Die Zeichen vor dem Spiel waren alles andere als günstig. Markus Kiefer musste auf fünf Stammkräfte verzichten, obwohl sich das Team nach dem bitteren Hinrundenstart eigentlich vorgenommen hatte, in der Rückrunde die knappen Spiele dieses Mal für sich zu entscheiden. Da aber – neben dem langzeitabwesenden Timo Binder (Auslandspraktikum) – auch noch sein A-Jugend-Kollege Tim Lindenau, der zuletzt extrem stark aufspielende Felix Hach (beide privat verhindert), Kreisläufer Lennard Schatz und Torhüter Moritz Achten (beide krank) fehlten, taten sich die Berghandballer von Beginn an schwer gegen die Veteranen aus dem Filstal. Die Gäste machten von Anfang an klar, wie ihr Spiel aussehen sollte: mit zwei Kreisläufern sollte nach langen Angriffen Mario Mangold die Entscheidung treffen. Dies gelang auch und die SG geriet schnell mit 1:3 und 3:6 ins Hintertreffen. Die Mannschaft konnte sich jedoch fangen und schaffte es mit ihrem rasanten Tempospiel und präzisen Würfen nach guten Kreuzungen beim 6:6 wieder auszugleichen. Eine Zweiminutenstrafe wussten die Gäste allerdings gut zu nutzen zogen wieder auf 6:10 davon. Nach der folgerichtigen Auszeit und der Einwechslung von Nicolas Mauz hatten die Reserve-Raptors nun wieder etwas mehr Durchschlagskraft im Angriff und fanden in der Abwehr auch teilweise guten Zugriff auf das einschläfernde, jedoch sehr effektive Spiel des TVR. Bis zur Halbzeit wurde das Ergebnis auf 13:15 korrigiert.  

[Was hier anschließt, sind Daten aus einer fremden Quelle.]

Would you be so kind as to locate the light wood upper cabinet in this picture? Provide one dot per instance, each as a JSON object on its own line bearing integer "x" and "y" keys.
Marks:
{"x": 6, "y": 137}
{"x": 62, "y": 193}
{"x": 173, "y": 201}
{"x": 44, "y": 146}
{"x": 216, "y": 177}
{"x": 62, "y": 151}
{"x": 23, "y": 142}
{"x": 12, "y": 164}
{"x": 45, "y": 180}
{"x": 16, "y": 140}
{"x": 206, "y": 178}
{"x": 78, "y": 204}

Nach dem Seitenwechsel war es ein ähnliches Bild: Reichenbach verschleppte das Spiel und HeLi konnte – in den wenigen Phasen, in denen sie mit Tempo spielen konnten – durch Gegenstöße und gut gespielte Kombinationen glänzen. So blieb der Abstand bis zum 20:22 bestehen. Die Berghandballer bewiesen jedoch Moral und kämpften sich beim 22:22 wieder auf ein Unentschieden heran, das allerdings gleich mit einen Zwei-Tore-Lauf beantwortet wurde (50. Minute). Die Zweite versuchte in den letzten zehn Minuten nochmal alles in die Waagschale zu werfen, doch die Routiniers aus Reichenbach hatten in den entscheidenden Phasen einfach immer eine Antwort parat. Wie zum Beispiel in der 58. Minute, nachdem Lukas Hach das 26:27 erzielte und (in Überzahl) kurz noch einmal Hoffnung aufkam, doch noch einen Punkt zu ergattern, schafften es die Gäste einen 90-Sekunden-Angriff! erfolgreich mit einem Tor abzuschließen. Letztendlich musste sich Hegensberg-Liebersbronn mit 26:29 geschlagen geben.  

„Ich möchte der Mannschaft zur Moral gratulieren“, sagt Markus Kiefer nach dem Spiel. „Wir haben wirklich gut gekämpft, aber in den entscheidenden Phasen sind wir teilweise noch zu unerfahren und zu hektisch. Wir haben es nicht geschafft, dem Spiel unseren Stempel aufzudrücken, sondern haben versucht, das Spiel der Reichenbacher anzunehmen. Dafür sind sie einfach zu abgezockt, als dass sie sich das nehmen lassen.“  

Die kommende Woche wird für die Reserve-Raptors ein kleines Highlight. Am Freitag um 20:30 Uhr gastiert der TSV Owen in der Römerhalle zum Pokal-Viertelfinale, ehe die Mannschaft am Sonntag nach Nürtingen zum TSV Zizishausen muss, um in der Liga den nächsten Hochkaräter zu fordern. Das Team freut sich über jede Unterstützung, insbesondere natürlich beim Pokalspiel am Freitag. „Im Prinzip haben wir keine Chance. Die müssen wir einfach nutzen! Dann könnte das mit der Sensation klappen.“  

SG Hegensberg-Liebersbronn: Manuel Streitzig, Stefan Clauß (Tor); Armin Frasch (7), Niklas Patorra, Nicolas Mauz (2), Jonas Bechtel (2), Lars Brendel (5), Jan Lukas Autenrieth, Tim Lietzenmayer, Julian Weidner (5), Lukas Hach (3), Lukas Lederle (2).